Closed Business Now an Eyesore

Attractive sign covering vacant storefront

Attractive sign covering vacant storefront

Visitor Question: We have a permanently closed business in our downtown whose owner refuses to sell. He is using it as an online "liquidation sale" location twice a year. He brings in junk and sells online leaving junk, cardboard boxes, etc. in the windows. What can we do to legally remove this eyesore from our downtown?
Jane

Editors Reply: Jane, in many cities and towns, you would not have any legal options and would have to use powers of persuasion to resolve this situation.

If you do not have any local design guidelines that pertain to your downtown area, and if your zoning ordinance does not provide you with any way to tackle this problem, you are likely left with limited options.

Perhaps the easiest potential solution, if you can convince the building owner to allow it, is to offer this building owner a free window painting job that would fit in somewhat with a business district appearance and still camouflage what goes on behind the window.

If you have a local artist who could paint on the inside of the window, this sometimes turns out to be not ridiculously expensive and could actually add to the ambience of your downtown instead of detracting from it.

Less permanent methods of accomplishing the same thing are possible with a paper, vinyl, or other type of sign-making material being hung or "pasted" onto the inside of the window surface. See the attached photo from Denver, which we added to your post, for a visual clue about what we mean.

Either way, you will have to hold a meaningful conversation with the building owner. We have a couple of tips for that.

First, more than one person should be involved in the conversation, but don't have a committee of five or more people present because that would most likely make the building owner feel defensive. In addition to someone who feels passionate about the issue (probably you), choose a person who is known to be friendly with the building owner and someone who has perceived or real power. The latter could be a mayor, a prominent business person, or a banker.

Second, an in-person conversation is more likely to be successful than an online video meeting or a phone call. If you are working with an absentee owner, this may not be possible, but if the person is at all local, aim for a face-to-face meeting.

Third, strategize in advance about how to make your proposed measure seem like an advantage and a property enhancement to the owner. You say he is not interested in selling, but maybe he would like positive publicity. Can he use the image of your window painting or poster on his online storefront? If he uses social media, can the image prove to be an asset there?

Especially if you choose painting, he might even enjoy some earned media if a TV station can be convinced to come out and video the painter at work.

If you cannot work with the building owner at all, which is a distinct possibility, you are left with other less desirable options. Impacted building owners in the rest of the block, or nearby, might have to file a civil lawsuit to try to get relief, but even then, after a lot of pain and agony, the relief granted might be only monetary and not something that would resolve the problem.

A more workable, but much more expensive, option is for your city or town to condemn the building. That means that your local government would have to come up with the money to pay for it, and often the amount required is somewhat more than the real value of the property. Then the town has to have a plan for what to do with the building, and it has to make a convincing case for why this is a public purpose.

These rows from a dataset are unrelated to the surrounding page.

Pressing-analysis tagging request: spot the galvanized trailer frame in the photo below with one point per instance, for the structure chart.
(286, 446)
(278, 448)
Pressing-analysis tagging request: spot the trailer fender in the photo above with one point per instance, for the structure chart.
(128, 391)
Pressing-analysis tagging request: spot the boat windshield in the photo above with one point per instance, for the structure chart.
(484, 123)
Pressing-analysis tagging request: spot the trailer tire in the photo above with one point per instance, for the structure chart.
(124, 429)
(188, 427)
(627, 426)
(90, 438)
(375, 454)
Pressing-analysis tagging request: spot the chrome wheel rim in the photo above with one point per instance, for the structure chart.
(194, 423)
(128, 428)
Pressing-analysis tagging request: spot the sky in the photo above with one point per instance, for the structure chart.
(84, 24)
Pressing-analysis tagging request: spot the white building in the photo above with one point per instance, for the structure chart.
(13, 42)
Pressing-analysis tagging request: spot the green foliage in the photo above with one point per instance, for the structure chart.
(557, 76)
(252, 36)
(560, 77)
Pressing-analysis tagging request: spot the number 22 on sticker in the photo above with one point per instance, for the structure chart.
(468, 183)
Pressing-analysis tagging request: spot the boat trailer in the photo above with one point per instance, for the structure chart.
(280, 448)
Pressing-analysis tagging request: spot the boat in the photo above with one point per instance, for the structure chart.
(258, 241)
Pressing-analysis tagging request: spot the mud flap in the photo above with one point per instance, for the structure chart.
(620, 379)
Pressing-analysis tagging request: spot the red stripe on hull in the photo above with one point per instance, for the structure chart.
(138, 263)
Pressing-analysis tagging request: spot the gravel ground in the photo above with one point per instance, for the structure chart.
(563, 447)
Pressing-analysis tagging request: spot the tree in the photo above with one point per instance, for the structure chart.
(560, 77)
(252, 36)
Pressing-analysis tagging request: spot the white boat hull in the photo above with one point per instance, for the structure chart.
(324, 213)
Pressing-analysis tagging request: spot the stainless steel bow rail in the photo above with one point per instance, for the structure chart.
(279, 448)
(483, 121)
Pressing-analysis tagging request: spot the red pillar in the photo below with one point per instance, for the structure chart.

Depending on your state and its statutes and case law, it may or may not be easy to establish a public purpose and gain control of the building so that your local government or a commercial improvement district could work with the private sector to repurpose the building.

However, it is worth exploring this somewhat more radical method of transferring ownership to an entity that would assure that the building's value as part of your downtown is realized. You have to weigh the benefit to your downtown against the probable uproar about the use of condemnation.

These are a few ways of thinking about your problem, and we hope they will get you started on working toward a workable solution.